To Let Go Of Or To Set Down Thoughts?

In a post of mine published on PsychCentral, “Handling Intrusive Thoughts While Meditating,” I wrote about how to label and let thoughts go during meditation.  But currently, I’m in the midst of a crisis in my family and some pretty significant thoughts about it come up during meditation.  I don’t want to let these thoughts go.  They may help me figure things out, resolve things, and make things better.  If I let them go I may just lose them without any benefit of having had them.  This also happens when very creative ideas pop-up while meditating.  Why just let a good idea go and return to the breath?

During meditation it is revealed that we are not our thoughts. They are mental constructs and often tell us very little about who we are.  All too often they are the stuff of victimhood, confusion, and judgment.  At other times they are full of fear and worry, or planning and fantasy.  Always they pull us away from the present moment, and often they add nothing to the quality of our life, our compassion, or our happiness.  And yet we still think, constantly.  We are thinking beings, and human thought has borne so much fruit.

I don’t think anyone teaching meditation is a proponent of not thinking.  We’re just making the point that your thoughts drag you away from your present experience, and that they are often erroneous.  But what happens when they’re dead on, profound, and worthy of contemplation.  Why would anyone want to let these things go and return to the breath instead of carrying out an important idea?  Because that’s what we do during mindfulness meditation, and that is what separates mindfulness from contemplation.  But I don’t think for a minute you should lose these important, productive thoughts.  You should just set them down for a moment and come back to them later, with even more clarity and focus.

So there is a difference in the quality of our thoughts, and there is a difference in how we should handle them.  Thinking about what to buy at the supermarket, what I could have said at the party last night to make me seem more charming, or what a terrible meditator I am can just be let go of.  Thoughts that are random and insignificant need not be dealt with again, and can pass from our attention.  So too can all reverie, and most anger and judgment.  Thoughts that defeat us and add nothing to our lives can pass away and our attention can return to the breath, to the present moment.

On the other hand, thoughts we don’t want to lose can be set down, in order to come back to them later.  But later is key.  You are meditating now, staying with the breath in the present.  So just put the thought down and, for the period of meditation, be done with it.  If it keeps nagging you or you’re afraid you’ll lose it, stop, write it down, and return to the breath.  It will still be there when you get back to it, and your insights may be even more relevant and profound.

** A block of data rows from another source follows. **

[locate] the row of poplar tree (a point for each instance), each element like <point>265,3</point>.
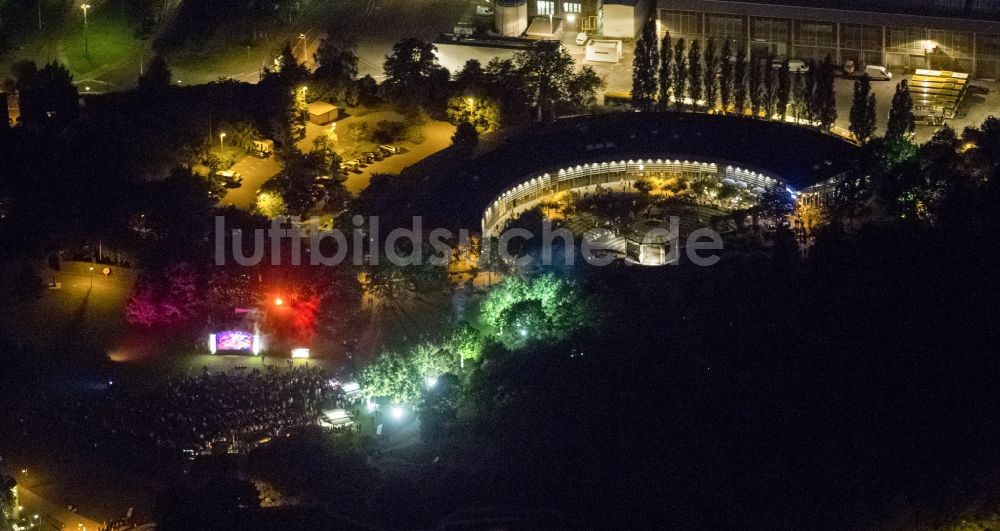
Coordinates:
<point>667,73</point>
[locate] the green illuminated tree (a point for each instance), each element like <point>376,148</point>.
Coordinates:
<point>755,86</point>
<point>726,75</point>
<point>680,74</point>
<point>551,82</point>
<point>412,72</point>
<point>644,64</point>
<point>901,122</point>
<point>809,90</point>
<point>740,79</point>
<point>863,110</point>
<point>337,66</point>
<point>770,87</point>
<point>826,96</point>
<point>666,71</point>
<point>694,74</point>
<point>711,74</point>
<point>480,111</point>
<point>547,308</point>
<point>784,89</point>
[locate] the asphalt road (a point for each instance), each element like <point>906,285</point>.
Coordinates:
<point>256,172</point>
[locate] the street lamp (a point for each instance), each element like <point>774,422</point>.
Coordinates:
<point>86,40</point>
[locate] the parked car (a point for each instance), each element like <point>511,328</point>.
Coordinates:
<point>351,165</point>
<point>230,178</point>
<point>878,72</point>
<point>795,66</point>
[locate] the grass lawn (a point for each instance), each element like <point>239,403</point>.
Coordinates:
<point>113,48</point>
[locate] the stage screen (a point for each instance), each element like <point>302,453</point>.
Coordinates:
<point>234,340</point>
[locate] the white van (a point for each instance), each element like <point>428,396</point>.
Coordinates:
<point>878,73</point>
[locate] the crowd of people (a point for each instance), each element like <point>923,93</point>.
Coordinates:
<point>211,411</point>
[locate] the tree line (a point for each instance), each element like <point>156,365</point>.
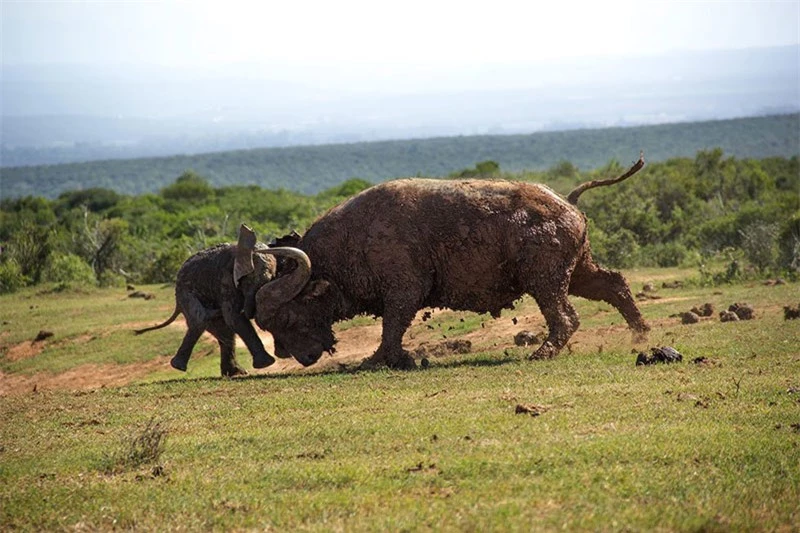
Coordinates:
<point>679,212</point>
<point>312,169</point>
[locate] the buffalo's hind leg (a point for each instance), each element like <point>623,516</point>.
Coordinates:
<point>562,321</point>
<point>227,347</point>
<point>594,283</point>
<point>549,289</point>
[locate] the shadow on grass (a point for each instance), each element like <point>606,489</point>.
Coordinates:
<point>475,362</point>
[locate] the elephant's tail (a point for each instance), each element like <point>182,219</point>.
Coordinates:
<point>164,324</point>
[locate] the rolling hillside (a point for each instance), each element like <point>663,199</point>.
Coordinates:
<point>310,169</point>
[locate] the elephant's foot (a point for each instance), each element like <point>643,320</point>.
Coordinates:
<point>233,371</point>
<point>546,351</point>
<point>178,363</point>
<point>263,360</point>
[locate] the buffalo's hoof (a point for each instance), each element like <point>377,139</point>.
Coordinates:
<point>641,335</point>
<point>545,351</point>
<point>371,363</point>
<point>233,372</point>
<point>263,361</point>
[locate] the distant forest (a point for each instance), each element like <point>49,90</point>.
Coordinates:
<point>312,169</point>
<point>730,218</point>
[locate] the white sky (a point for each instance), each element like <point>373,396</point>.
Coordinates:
<point>421,32</point>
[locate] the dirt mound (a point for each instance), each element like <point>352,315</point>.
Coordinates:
<point>664,354</point>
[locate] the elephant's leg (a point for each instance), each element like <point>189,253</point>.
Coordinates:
<point>197,317</point>
<point>244,328</point>
<point>227,347</point>
<point>181,359</point>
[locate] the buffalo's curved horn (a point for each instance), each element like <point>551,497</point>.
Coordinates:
<point>243,263</point>
<point>279,291</point>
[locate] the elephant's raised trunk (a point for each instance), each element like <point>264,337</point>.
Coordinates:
<point>279,291</point>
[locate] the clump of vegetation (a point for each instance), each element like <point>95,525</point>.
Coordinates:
<point>137,449</point>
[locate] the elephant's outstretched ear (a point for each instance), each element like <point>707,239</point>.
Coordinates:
<point>243,264</point>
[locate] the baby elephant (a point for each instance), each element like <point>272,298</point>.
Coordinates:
<point>216,293</point>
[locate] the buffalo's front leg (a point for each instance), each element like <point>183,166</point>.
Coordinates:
<point>396,321</point>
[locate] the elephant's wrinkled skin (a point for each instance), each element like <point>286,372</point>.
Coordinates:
<point>217,295</point>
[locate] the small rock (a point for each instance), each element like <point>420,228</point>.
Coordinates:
<point>689,318</point>
<point>140,294</point>
<point>791,313</point>
<point>664,354</point>
<point>42,335</point>
<point>706,309</point>
<point>743,311</point>
<point>526,338</point>
<point>529,409</point>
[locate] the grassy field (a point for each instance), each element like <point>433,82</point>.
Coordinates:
<point>483,441</point>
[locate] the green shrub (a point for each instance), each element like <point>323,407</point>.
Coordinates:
<point>166,265</point>
<point>668,254</point>
<point>11,277</point>
<point>68,269</point>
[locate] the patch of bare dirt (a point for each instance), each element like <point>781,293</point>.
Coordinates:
<point>24,350</point>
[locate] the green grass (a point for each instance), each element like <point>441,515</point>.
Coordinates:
<point>670,447</point>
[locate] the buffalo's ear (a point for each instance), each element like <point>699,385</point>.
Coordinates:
<point>316,289</point>
<point>243,262</point>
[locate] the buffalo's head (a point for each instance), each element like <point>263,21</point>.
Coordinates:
<point>300,327</point>
<point>290,307</point>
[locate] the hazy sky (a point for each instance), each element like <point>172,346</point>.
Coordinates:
<point>372,31</point>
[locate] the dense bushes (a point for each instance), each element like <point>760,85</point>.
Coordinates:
<point>677,213</point>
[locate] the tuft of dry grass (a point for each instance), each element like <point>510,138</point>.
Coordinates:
<point>142,447</point>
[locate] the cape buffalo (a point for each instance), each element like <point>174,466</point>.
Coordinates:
<point>474,245</point>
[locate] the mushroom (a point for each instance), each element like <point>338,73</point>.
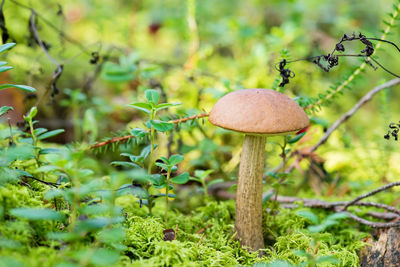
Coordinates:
<point>257,113</point>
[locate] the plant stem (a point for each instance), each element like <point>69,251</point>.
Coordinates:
<point>34,139</point>
<point>166,196</point>
<point>150,164</point>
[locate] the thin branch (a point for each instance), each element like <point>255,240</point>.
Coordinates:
<point>125,138</point>
<point>41,181</point>
<point>372,224</point>
<point>112,140</point>
<point>51,25</point>
<point>351,112</point>
<point>380,189</point>
<point>194,117</point>
<point>32,25</point>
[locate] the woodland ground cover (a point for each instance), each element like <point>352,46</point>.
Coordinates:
<point>104,114</point>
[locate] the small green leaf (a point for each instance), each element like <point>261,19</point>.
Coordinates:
<point>50,134</point>
<point>308,215</point>
<point>139,132</point>
<point>267,197</point>
<point>328,259</point>
<point>175,159</point>
<point>296,138</point>
<point>162,126</point>
<point>5,68</point>
<point>39,131</point>
<point>19,86</point>
<point>32,113</point>
<point>162,165</point>
<point>125,164</point>
<point>337,216</point>
<point>142,106</point>
<point>37,214</point>
<point>316,228</point>
<point>158,180</point>
<point>50,150</point>
<point>216,181</point>
<point>4,47</point>
<point>47,168</point>
<point>4,110</point>
<point>181,179</point>
<point>152,96</point>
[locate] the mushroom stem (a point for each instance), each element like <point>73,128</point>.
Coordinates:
<point>249,192</point>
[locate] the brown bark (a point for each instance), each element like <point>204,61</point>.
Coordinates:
<point>249,193</point>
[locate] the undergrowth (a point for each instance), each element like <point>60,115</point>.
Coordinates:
<point>205,237</point>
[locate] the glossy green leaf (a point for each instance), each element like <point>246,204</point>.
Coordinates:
<point>216,181</point>
<point>47,168</point>
<point>296,138</point>
<point>175,159</point>
<point>32,113</point>
<point>5,109</point>
<point>152,95</point>
<point>50,134</point>
<point>19,86</point>
<point>181,179</point>
<point>139,132</point>
<point>166,105</point>
<point>162,126</point>
<point>4,47</point>
<point>142,106</point>
<point>125,164</point>
<point>35,214</point>
<point>50,150</point>
<point>5,68</point>
<point>162,165</point>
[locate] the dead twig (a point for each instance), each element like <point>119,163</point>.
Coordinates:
<point>373,192</point>
<point>353,110</point>
<point>367,97</point>
<point>127,137</point>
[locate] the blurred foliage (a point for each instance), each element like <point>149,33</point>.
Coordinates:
<point>66,203</point>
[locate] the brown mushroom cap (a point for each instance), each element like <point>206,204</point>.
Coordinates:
<point>258,111</point>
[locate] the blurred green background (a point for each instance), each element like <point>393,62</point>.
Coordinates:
<point>195,52</point>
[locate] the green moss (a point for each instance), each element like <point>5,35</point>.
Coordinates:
<point>205,236</point>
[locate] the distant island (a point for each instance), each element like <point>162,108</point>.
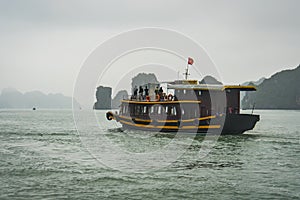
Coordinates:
<point>14,99</point>
<point>280,91</point>
<point>103,94</point>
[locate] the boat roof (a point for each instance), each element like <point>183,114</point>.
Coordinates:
<point>210,87</point>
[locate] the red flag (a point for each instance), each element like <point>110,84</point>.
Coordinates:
<point>190,61</point>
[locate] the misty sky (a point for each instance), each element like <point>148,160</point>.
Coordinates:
<point>44,43</point>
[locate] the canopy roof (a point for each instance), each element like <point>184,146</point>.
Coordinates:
<point>210,87</point>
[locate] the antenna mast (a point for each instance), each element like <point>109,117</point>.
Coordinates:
<point>190,62</point>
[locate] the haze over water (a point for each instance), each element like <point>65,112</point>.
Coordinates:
<point>42,157</point>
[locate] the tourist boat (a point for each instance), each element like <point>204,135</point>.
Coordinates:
<point>186,106</point>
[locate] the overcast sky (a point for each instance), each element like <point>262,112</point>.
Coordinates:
<point>43,44</point>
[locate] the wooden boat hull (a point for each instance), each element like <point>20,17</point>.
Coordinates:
<point>224,124</point>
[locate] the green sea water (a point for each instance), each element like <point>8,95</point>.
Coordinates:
<point>42,156</point>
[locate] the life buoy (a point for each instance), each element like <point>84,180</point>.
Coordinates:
<point>109,116</point>
<point>170,97</point>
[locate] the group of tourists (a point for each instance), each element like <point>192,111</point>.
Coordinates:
<point>143,94</point>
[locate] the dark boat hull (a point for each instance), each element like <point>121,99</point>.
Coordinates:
<point>225,124</point>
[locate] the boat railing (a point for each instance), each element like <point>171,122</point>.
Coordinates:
<point>149,98</point>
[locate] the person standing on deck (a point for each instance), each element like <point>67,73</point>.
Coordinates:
<point>141,93</point>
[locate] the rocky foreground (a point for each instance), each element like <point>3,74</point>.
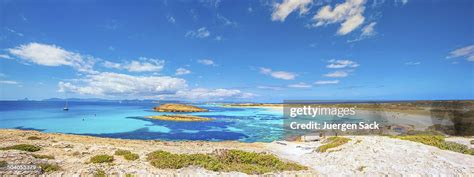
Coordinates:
<point>362,155</point>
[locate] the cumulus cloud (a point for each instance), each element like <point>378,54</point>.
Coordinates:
<point>199,33</point>
<point>464,52</point>
<point>282,10</point>
<point>368,30</point>
<point>208,62</point>
<point>326,82</point>
<point>108,83</point>
<point>182,71</point>
<point>413,63</point>
<point>299,85</point>
<point>161,87</point>
<point>8,57</point>
<point>337,74</point>
<point>52,55</point>
<point>269,87</point>
<point>278,74</point>
<point>225,21</point>
<point>141,65</point>
<point>9,82</point>
<point>338,64</point>
<point>349,14</point>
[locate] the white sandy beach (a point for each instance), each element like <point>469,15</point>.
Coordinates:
<point>363,155</point>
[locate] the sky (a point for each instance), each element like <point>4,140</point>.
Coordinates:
<point>226,50</point>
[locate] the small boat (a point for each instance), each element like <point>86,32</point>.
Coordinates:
<point>66,108</point>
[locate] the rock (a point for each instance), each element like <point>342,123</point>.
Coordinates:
<point>178,108</point>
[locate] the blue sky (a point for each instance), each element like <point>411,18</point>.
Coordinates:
<point>265,51</point>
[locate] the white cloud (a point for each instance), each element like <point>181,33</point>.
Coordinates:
<point>337,64</point>
<point>326,82</point>
<point>349,14</point>
<point>52,55</point>
<point>108,83</point>
<point>182,71</point>
<point>171,19</point>
<point>282,10</point>
<point>199,33</point>
<point>413,63</point>
<point>9,82</point>
<point>15,32</point>
<point>162,87</point>
<point>278,74</point>
<point>299,85</point>
<point>337,74</point>
<point>464,52</point>
<point>269,87</point>
<point>218,38</point>
<point>8,57</point>
<point>208,62</point>
<point>141,65</point>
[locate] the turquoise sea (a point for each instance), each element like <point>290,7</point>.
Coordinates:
<point>126,120</point>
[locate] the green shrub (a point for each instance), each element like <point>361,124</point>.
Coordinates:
<point>46,167</point>
<point>228,160</point>
<point>131,156</point>
<point>3,163</point>
<point>43,156</point>
<point>33,138</point>
<point>100,173</point>
<point>333,142</point>
<point>122,152</point>
<point>437,141</point>
<point>23,147</point>
<point>102,159</point>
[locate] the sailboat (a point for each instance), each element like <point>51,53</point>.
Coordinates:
<point>66,108</point>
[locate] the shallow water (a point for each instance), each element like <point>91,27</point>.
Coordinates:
<point>126,120</point>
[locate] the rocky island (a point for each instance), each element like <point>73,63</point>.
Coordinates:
<point>171,107</point>
<point>180,118</point>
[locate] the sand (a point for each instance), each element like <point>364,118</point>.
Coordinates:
<point>364,155</point>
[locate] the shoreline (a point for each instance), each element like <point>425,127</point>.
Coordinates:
<point>363,155</point>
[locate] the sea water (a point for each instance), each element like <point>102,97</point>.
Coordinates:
<point>127,120</point>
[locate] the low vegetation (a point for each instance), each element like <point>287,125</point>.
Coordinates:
<point>122,152</point>
<point>226,160</point>
<point>33,138</point>
<point>43,156</point>
<point>23,147</point>
<point>102,159</point>
<point>3,163</point>
<point>437,141</point>
<point>333,142</point>
<point>46,167</point>
<point>127,155</point>
<point>100,173</point>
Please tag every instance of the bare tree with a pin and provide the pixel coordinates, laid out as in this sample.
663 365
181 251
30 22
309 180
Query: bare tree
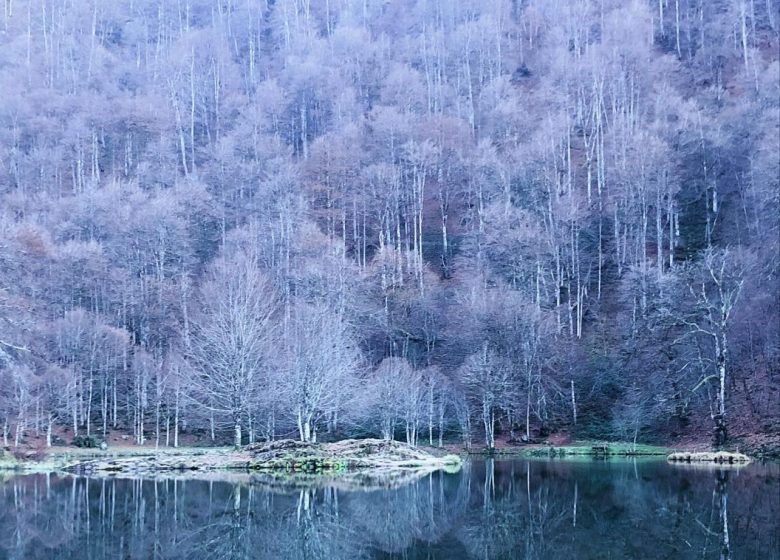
233 336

Other thoughts also lend themselves to being set down and not merely let go.  Intense grief or suffering and deserved guilt cannot be merely tossed aside.  But these thoughts, too, should be set down for a time and the attention placed back on the breath, remaining in the present, where these things are only thoughts and all is just as it is.  There will be plenty of time to wrestle with change or reconciliation, and the clarity of mind that meditation offers will help. 

In your meditation, make time to realize that your thoughts do not define you or limit you.  You are not your thoughts.  Much time is available to plan, reconcile, and figure it all out.  But give yourself the time to just be.  Whether you are suffering or full of joy, experience that as pure emotion and physical sensation, without thinking about it.  Let go of nonsensical thoughts, and set down the ones you must deal with later.  Trust uncertainty and the security of the present moment.  Allow your meditation to free your mind and keep it unclouded by rumination.